The company, originally founded under These name Auto Car Equipment Company by George W. Atterbury, Elmer B. Olmstead, and John B. Corcoran, initially produced only commercial vehicles. From 1907 onwards, passenger cars were also manufactured. In December 1909, the company was renamed in Atterbury Motor Car Company to avoid confusion with the similar Autocar. Between 1908 and 1910, commercial vehicles were offered under the brand name Buffalo. In March 1912, the company was renamed again to Atterbury Motor Truck Company. In addition to domestic sales, Atterbury trucks were also sold in Sweden. Truck production finally ended in 1935 due to the Great Depression.

==Production Models==
- Buffalo Model K
- Buffalo Model O
- Buffalo Model N
- Buffalo Model M
- Buffalo Model S
- Buffalo Model H
In 1914, a 0.75 t, a 1.5 t, a 2.5 t, and a 3.5 t were sold.
- Atterbury Model D-W 3t (1915)
1917
- 6B (1 to)
- 6R (1,5 to)
- 7C (2 to)
- 7D (3,5 to)
- 7E (5 to)
In 1920, a 1.5 t, a 2.5 t, a 3.5 t, and a 5 t were sold.

1922
- Atterbury Model 20-R
  - The top speed was 20 miles per hour = 32 km/h.

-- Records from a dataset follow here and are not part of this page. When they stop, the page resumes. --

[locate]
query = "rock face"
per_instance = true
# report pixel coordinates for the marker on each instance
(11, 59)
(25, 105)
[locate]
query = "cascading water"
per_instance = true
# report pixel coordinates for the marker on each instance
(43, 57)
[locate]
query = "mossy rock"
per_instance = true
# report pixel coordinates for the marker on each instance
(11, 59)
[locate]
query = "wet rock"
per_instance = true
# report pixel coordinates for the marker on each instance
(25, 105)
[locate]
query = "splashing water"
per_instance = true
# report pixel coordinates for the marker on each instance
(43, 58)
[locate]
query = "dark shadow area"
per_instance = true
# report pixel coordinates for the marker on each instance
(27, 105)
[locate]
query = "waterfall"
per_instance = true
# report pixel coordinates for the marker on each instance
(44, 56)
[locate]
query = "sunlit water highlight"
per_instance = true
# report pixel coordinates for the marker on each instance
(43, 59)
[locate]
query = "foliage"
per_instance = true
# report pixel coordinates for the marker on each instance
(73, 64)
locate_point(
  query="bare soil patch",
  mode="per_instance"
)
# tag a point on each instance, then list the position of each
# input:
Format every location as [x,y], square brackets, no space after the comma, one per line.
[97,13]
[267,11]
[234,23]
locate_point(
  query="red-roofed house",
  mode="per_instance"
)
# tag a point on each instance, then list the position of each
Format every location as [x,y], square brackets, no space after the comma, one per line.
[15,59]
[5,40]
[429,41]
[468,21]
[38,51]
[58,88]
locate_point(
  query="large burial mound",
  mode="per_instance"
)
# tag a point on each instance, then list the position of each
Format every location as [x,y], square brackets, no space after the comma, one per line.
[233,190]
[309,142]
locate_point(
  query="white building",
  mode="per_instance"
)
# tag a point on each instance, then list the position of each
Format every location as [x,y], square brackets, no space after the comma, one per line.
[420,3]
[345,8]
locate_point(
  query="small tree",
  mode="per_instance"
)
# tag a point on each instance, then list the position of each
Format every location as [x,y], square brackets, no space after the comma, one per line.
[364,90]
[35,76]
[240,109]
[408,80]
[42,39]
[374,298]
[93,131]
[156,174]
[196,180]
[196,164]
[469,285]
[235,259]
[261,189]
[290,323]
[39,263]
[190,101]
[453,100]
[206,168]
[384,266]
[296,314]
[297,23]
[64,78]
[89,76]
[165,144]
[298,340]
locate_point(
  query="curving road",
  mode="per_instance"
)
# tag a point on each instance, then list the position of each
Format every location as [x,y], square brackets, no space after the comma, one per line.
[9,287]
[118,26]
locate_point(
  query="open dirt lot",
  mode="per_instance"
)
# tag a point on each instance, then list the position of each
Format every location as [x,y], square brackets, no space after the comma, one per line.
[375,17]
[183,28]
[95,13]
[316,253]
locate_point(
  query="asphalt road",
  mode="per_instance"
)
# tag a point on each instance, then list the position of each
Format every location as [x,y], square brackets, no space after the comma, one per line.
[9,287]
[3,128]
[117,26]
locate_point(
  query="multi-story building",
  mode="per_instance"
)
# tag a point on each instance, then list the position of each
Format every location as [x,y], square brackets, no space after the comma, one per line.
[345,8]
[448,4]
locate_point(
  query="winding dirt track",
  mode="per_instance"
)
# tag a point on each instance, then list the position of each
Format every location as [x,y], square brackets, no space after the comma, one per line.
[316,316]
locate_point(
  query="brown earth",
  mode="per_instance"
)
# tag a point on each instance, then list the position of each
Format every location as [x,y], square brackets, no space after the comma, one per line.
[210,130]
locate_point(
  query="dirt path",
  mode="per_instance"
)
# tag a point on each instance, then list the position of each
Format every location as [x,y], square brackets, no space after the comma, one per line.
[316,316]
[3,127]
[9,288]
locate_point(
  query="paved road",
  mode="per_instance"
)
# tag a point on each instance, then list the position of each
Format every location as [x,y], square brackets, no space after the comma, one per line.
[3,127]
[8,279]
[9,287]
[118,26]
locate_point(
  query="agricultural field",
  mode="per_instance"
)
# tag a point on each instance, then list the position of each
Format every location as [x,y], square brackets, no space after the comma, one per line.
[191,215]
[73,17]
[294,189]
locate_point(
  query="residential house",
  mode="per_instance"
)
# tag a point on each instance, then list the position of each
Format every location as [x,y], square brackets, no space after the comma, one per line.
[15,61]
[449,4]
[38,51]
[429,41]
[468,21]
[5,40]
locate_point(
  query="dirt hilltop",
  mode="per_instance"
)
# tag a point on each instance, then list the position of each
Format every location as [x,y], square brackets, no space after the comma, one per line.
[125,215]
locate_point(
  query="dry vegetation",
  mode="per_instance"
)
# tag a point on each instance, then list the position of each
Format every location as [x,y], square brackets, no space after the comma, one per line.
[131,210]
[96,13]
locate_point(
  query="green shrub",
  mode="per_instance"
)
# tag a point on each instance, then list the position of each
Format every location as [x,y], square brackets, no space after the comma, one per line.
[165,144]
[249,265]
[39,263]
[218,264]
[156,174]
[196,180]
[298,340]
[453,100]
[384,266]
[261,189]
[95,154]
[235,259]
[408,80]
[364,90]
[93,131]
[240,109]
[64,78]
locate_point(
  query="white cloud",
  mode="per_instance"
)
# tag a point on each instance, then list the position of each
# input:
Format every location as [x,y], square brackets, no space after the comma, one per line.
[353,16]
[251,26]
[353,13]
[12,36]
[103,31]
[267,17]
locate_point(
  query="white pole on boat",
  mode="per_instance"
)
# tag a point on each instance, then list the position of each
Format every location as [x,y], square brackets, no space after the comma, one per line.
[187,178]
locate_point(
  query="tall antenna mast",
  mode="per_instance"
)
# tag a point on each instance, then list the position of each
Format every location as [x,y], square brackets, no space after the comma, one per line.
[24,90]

  - The wheelbase was 144 inches = 3658 mm.
  - The engine had a displacement of 3620 cc with a bore of 95.25 mm and a stroke of 127 mm. The motor came from Continental.
- Atterbury Model 22-C
  - The top speed was 19.5 miles per hour = 31 km/h.

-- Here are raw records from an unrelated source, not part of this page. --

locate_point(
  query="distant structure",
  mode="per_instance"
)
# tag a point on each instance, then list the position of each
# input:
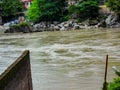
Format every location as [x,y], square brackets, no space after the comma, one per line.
[27,3]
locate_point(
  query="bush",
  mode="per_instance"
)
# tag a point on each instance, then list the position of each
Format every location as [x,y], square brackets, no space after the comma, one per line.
[47,10]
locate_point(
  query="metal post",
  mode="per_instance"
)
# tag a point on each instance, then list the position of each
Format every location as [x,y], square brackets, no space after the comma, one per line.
[105,77]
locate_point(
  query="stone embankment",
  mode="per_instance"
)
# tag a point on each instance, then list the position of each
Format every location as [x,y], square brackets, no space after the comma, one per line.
[112,21]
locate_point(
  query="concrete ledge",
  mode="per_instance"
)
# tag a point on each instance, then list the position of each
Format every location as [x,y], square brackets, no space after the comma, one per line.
[17,74]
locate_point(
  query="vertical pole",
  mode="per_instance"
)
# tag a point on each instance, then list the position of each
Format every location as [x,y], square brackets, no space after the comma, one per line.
[105,77]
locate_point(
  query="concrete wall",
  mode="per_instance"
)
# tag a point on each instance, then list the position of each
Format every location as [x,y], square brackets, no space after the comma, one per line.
[18,75]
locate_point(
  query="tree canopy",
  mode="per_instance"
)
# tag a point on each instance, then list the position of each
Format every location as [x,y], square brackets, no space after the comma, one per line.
[86,9]
[114,5]
[47,10]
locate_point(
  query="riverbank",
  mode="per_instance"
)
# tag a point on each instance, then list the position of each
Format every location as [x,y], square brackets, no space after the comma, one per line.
[110,21]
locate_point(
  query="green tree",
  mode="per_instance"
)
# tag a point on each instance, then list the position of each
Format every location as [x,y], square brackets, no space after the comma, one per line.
[46,10]
[115,85]
[86,9]
[114,5]
[12,7]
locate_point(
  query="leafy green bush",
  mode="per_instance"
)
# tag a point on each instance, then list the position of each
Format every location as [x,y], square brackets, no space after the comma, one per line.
[115,85]
[47,10]
[87,9]
[114,5]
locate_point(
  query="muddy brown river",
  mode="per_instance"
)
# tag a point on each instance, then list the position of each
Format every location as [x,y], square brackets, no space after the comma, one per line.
[65,60]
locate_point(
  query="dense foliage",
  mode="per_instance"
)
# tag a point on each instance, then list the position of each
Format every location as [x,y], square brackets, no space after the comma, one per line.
[47,10]
[115,85]
[114,5]
[86,9]
[11,7]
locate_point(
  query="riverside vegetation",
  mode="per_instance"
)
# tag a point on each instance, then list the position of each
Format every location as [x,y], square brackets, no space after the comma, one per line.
[55,15]
[52,15]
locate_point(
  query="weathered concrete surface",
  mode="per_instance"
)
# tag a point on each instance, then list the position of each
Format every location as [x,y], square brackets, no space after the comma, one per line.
[18,75]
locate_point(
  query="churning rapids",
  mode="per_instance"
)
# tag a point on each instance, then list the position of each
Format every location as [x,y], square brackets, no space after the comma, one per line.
[65,60]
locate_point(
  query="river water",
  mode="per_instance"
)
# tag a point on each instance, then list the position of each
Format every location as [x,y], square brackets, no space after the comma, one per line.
[65,60]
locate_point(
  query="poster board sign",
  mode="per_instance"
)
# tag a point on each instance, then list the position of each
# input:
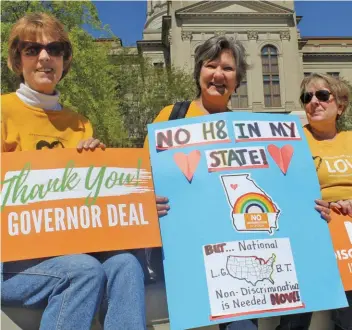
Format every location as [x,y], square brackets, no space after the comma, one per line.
[61,201]
[341,233]
[239,239]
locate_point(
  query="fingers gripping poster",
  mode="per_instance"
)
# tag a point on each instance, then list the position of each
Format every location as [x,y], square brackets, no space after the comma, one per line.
[241,239]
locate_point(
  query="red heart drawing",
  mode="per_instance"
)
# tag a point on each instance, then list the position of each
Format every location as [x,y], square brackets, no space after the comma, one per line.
[234,186]
[282,157]
[188,163]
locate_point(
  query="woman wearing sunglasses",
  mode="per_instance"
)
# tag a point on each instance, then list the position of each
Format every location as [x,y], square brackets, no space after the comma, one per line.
[71,288]
[325,98]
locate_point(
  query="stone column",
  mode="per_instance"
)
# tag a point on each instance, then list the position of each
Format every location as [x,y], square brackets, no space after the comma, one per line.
[254,76]
[289,71]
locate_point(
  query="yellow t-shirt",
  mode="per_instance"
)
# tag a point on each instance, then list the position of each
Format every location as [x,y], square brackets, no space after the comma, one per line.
[333,161]
[164,114]
[24,127]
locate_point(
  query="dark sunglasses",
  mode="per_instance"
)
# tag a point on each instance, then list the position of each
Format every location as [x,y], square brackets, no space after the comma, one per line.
[321,95]
[56,48]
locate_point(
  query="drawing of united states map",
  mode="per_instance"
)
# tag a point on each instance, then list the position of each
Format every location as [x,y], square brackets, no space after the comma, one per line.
[251,269]
[252,209]
[251,276]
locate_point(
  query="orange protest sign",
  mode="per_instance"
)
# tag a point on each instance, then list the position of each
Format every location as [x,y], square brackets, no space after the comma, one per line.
[341,233]
[60,202]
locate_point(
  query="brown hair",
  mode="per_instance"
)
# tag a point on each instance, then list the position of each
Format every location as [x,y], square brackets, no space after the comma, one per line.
[212,48]
[30,27]
[337,87]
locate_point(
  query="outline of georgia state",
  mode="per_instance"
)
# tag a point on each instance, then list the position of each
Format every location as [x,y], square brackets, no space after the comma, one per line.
[244,184]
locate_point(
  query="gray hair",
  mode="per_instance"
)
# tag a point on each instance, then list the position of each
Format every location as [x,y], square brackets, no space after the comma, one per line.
[211,50]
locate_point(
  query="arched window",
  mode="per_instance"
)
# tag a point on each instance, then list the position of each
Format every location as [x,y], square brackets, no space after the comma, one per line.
[239,99]
[271,79]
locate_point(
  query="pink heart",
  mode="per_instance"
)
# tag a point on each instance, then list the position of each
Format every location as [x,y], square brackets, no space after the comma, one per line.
[234,186]
[188,163]
[282,157]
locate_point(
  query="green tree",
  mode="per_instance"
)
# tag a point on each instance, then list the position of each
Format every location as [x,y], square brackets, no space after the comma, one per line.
[89,88]
[344,123]
[144,90]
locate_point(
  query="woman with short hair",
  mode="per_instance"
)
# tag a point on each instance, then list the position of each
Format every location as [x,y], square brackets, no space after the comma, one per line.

  - The wheelbase was 156 inches = 3962 mm.
  - The wheelbase was 180 inches = 4572 mm. long version
  - The engine had a displacement of 4599 cc with a bore of 104.775 mm and a stroke of 133.35 mm. The motor came from Continental.
- Atterbury Model 22-D
  - The top speed was 16.5 miles per hour = 26 km/h.
  - The wheelbase was 150 inches = 3810 mm. short version
  - The wheelbase was 174 inches = 4420 mm.
  - The wheelbase was 198 inches = 5029 mm. long version
  - The engine had a displacement of 5734 cc with a bore of 114.3 mm and a stroke of 139.7 mm. The motor came from Continental.
- Atterbury Model 8-E
  - The wheelbase was 168 inches = 4267 mm.
  - The wheelbase was 192 inches = 4877 mm. long version
  - The engine had a displacement of 6969 cc with a bore of 120.65 mm and a stroke of 152.4 mm. The motor came from Continental.